ファンタージーカットの重要なアーティストのひとりにBernd Munsteiner(ベルント・ムンシュタイナー)がいます。
ファンタジーカットの登場
画像出典:GIA |
中世・ルネサンス期から行われている「宝石彫刻」は、宝石の加工・研磨・彫刻をする職人の技です。
宝石のカットは何世紀にもわたり、原石の重量をできるだけ保ちつつ理想的な形に整えていく作業でした。
20世紀、その宝石彫刻の世界に新しい風を吹かせたのが、ベルント・ムンシュタイナーです。
宝石の裏側に凹面を入れたのは、ベルント・ムンシュタイナーが初めてでした。
宝石の天然の美しさを開放する比率を編み出し、石の前面に壮厳な光効果を生み出すことに成功しました。
ベルント・ムンシュタイナー
画像出典:GIA |
ファンタジーカットの生みの親、ベルント・ムンシュタイナーは、1943年にドイツに生まれました。
「マイスター」を超え、人間国宝級の「クンツストラー」という最高峰の称号を持っています。

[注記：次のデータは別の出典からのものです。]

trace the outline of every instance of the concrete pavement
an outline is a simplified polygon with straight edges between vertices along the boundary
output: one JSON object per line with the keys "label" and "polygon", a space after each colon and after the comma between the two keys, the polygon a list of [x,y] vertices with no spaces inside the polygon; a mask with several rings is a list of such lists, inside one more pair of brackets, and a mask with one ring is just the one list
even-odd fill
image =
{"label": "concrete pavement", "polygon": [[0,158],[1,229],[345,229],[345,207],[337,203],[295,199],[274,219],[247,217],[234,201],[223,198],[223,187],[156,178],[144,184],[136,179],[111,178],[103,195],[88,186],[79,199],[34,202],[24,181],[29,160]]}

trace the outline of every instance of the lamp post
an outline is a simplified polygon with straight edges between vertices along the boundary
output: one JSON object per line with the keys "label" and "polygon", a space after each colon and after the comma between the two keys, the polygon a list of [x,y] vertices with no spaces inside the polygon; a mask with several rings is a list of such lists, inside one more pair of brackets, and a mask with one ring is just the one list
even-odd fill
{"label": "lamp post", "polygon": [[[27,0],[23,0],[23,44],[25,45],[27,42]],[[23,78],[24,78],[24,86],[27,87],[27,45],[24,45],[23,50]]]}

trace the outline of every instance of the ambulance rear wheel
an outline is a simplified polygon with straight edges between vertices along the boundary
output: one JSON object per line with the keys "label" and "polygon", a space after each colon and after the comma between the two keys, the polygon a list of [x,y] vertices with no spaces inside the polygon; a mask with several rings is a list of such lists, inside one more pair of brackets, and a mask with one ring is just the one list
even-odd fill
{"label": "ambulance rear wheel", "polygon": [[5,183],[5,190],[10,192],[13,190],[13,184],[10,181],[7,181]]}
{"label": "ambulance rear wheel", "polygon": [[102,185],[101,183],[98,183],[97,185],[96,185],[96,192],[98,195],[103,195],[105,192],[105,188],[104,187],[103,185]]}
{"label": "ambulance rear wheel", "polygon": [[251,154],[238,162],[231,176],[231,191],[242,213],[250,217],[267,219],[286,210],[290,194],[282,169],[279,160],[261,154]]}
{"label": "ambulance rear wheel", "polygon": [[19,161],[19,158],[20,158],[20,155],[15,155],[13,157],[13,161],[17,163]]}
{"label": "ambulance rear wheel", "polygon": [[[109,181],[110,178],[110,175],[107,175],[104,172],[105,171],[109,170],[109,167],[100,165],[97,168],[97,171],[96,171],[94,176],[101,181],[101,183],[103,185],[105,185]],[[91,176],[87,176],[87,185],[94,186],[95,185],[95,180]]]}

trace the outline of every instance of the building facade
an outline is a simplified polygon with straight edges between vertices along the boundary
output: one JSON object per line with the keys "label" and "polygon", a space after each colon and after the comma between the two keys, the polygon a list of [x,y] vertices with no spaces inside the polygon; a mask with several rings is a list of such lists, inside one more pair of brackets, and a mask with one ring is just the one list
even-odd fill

上の画像は、その代表作の一つで、ワシントンDCスミソニアン国立自然史博物館に収蔵される「ドンペドロ」(10.363ct のアクアマリンのオブジェ)。
美しさも大きさも別格ですよね。
ベルント・ムンシュタイナーが発明した「ムンシュタイナーカット」は世界中の愛好家を魅了し続け、現在工房は息子のトム・ムンシュタイナーに引き継がれています。
美しすぎるファンタジーカットの世界
原石が大きければ大きいほど、それだけ作品に加工をほどこすことができるので、宝石のサイズは素材選びの重要なポイントとなります。
稀に四大貴石(ダイヤモンド、ルビー、エメラルド、サファイア)にファンタジーカットを加工する人もいますが、大きなサイズが入手困難なため、大体はアクアマリンやクォーツなど、大きな面をとることができる宝石が選ばれることが多いようです。

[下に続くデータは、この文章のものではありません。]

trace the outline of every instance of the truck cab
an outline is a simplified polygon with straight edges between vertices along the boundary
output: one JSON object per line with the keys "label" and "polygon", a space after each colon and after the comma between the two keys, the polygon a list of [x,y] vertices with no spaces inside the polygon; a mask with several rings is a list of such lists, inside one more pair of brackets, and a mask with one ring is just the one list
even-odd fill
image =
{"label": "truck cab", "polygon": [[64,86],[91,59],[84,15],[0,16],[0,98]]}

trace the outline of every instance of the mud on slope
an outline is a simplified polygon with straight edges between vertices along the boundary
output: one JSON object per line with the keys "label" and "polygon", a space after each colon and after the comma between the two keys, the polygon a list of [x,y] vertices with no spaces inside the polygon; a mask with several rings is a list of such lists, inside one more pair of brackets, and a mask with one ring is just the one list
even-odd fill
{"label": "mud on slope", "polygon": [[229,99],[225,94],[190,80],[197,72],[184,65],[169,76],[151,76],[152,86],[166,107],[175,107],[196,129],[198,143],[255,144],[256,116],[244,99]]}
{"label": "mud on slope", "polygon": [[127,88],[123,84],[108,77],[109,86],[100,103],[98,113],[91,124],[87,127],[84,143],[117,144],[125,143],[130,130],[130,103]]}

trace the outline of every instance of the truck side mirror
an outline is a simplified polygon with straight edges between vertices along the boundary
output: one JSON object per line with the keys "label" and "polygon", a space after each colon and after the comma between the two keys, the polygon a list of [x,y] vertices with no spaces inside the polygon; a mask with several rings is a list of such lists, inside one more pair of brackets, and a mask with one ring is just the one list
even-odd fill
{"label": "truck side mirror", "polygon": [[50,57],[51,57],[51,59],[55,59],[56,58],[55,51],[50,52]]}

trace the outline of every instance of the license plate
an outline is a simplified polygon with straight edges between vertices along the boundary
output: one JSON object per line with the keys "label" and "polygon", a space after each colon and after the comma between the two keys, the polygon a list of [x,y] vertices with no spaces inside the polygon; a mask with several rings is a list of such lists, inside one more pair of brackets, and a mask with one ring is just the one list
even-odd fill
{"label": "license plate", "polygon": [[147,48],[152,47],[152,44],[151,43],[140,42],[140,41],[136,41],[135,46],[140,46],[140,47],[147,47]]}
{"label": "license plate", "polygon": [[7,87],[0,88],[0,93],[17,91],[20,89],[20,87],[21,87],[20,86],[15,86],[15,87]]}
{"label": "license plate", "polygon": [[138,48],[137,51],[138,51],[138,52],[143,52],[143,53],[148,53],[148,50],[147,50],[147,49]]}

細かなカットを組み合わせることで、最高の輝きを発揮する天然石。
では美しすぎるファンタジーカットの作品を幾つかご紹介しましょう。
美しすぎる!パライバトルマリンの真骨頂!?
こちらはなんと、45ctのパライバトルマリンにファンタジーカットをほどこした作品。
ちなみに一般的なカットのパライバトルマリンをご覧になったことはありますか?
そちらも十分美しいのですが、こちらのファンタージーカットのパライバトルマリンは「同じ石でもこんなに違うなんて!」と思わせてくれる程のインパクトがあると思いませんか?
ところで気になるお値段は…?
豪邸が買えるぐらいでしょうか!?
今年注目を集める作品
次の2点は、2019年カッティングアワードに選ばれた作品です。
一つ目はJohn Dyer作オレゴンサンストーンです。
John Dyerは本場アメリカでもっとも有名な宝石カッター。2002年以来54のカッティング賞を受賞し、14回優勝しています。

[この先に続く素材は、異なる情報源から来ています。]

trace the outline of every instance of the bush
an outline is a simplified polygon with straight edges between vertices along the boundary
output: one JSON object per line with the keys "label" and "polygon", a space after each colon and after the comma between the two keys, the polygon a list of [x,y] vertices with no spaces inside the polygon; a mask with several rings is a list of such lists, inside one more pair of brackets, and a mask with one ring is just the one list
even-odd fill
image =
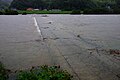
{"label": "bush", "polygon": [[4,68],[3,64],[0,62],[0,80],[7,80],[8,74],[7,70]]}
{"label": "bush", "polygon": [[59,66],[41,66],[29,71],[20,71],[17,80],[71,80],[72,76]]}
{"label": "bush", "polygon": [[26,13],[26,12],[23,12],[22,15],[27,15],[27,13]]}

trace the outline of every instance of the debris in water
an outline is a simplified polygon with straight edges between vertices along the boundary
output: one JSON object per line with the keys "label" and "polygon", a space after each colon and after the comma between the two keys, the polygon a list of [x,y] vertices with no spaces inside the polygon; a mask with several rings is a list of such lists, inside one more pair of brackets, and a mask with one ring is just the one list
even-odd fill
{"label": "debris in water", "polygon": [[109,52],[110,52],[110,54],[117,54],[117,55],[120,54],[120,50],[117,50],[117,49],[116,50],[110,49]]}

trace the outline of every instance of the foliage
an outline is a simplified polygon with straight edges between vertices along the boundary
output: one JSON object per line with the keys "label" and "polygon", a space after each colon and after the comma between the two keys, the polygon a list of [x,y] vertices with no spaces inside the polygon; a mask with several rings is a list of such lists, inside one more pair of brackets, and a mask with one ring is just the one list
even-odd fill
{"label": "foliage", "polygon": [[0,80],[7,80],[8,74],[3,64],[0,62]]}
{"label": "foliage", "polygon": [[18,15],[18,12],[15,11],[15,10],[9,10],[9,9],[6,9],[4,10],[3,12],[5,15]]}
{"label": "foliage", "polygon": [[21,71],[17,80],[71,80],[72,76],[59,66],[41,66],[30,71]]}

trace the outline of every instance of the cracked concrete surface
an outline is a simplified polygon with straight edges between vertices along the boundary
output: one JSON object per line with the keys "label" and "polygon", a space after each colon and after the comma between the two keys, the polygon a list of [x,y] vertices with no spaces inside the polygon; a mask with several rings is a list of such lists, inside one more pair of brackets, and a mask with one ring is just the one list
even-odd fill
{"label": "cracked concrete surface", "polygon": [[119,15],[0,16],[0,61],[12,70],[61,65],[73,80],[119,80]]}

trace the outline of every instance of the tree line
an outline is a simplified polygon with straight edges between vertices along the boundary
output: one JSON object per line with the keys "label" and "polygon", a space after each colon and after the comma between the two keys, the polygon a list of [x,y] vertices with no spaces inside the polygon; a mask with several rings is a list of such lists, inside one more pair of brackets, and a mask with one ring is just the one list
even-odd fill
{"label": "tree line", "polygon": [[13,0],[12,9],[60,9],[73,13],[120,13],[119,0]]}

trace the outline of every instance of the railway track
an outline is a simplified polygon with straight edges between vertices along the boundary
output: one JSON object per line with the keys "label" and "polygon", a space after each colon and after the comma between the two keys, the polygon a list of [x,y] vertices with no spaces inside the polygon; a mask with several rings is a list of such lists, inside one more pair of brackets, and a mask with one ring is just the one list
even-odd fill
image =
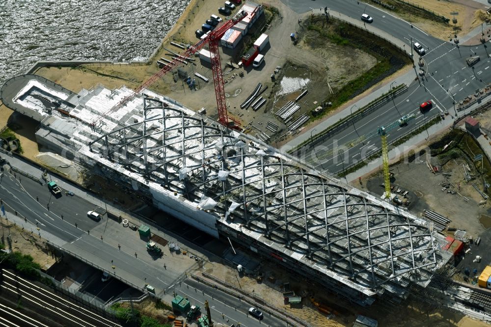
{"label": "railway track", "polygon": [[[2,269],[2,273],[3,278],[0,287],[3,291],[12,292],[22,297],[24,300],[39,306],[38,312],[58,316],[60,320],[69,322],[71,326],[121,327],[121,325],[67,301],[8,271]],[[4,305],[0,307],[0,325],[46,326],[20,313],[16,313],[16,311]]]}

二つ目は、Christopher Wolfsberg作のオレゴンサンストーンです。
世界最高級のジュエリーとカラージェムストーンのコンベンション「AGTA」で複数回「カッティングエッジ賞」を受賞しているChristopher Wolfsbergの作品は、世界中の宝石バイヤー、コレクターから特に人気があります。
最後は、国内外で大人気!(株)シミズ貴石さんの甲州貴石切子です。
甲州貴石切子に沢山のご反応をいただき誠にありがとうございます。
固定ツイートに展示会出展情報を掲載させていただきました。切子も販売いたしますので、皆さまぜひお出かけください。 pic.twitter.com/IxOSWT2E5C
— 株式会社シミズ貴石 (@shimizu_kiseki) August 18, 2018
切子とは、立方体のそれぞれの角を切り落とした形のことで、江戸切子や薩摩切子などのガラスの伝統工芸が有名ですね。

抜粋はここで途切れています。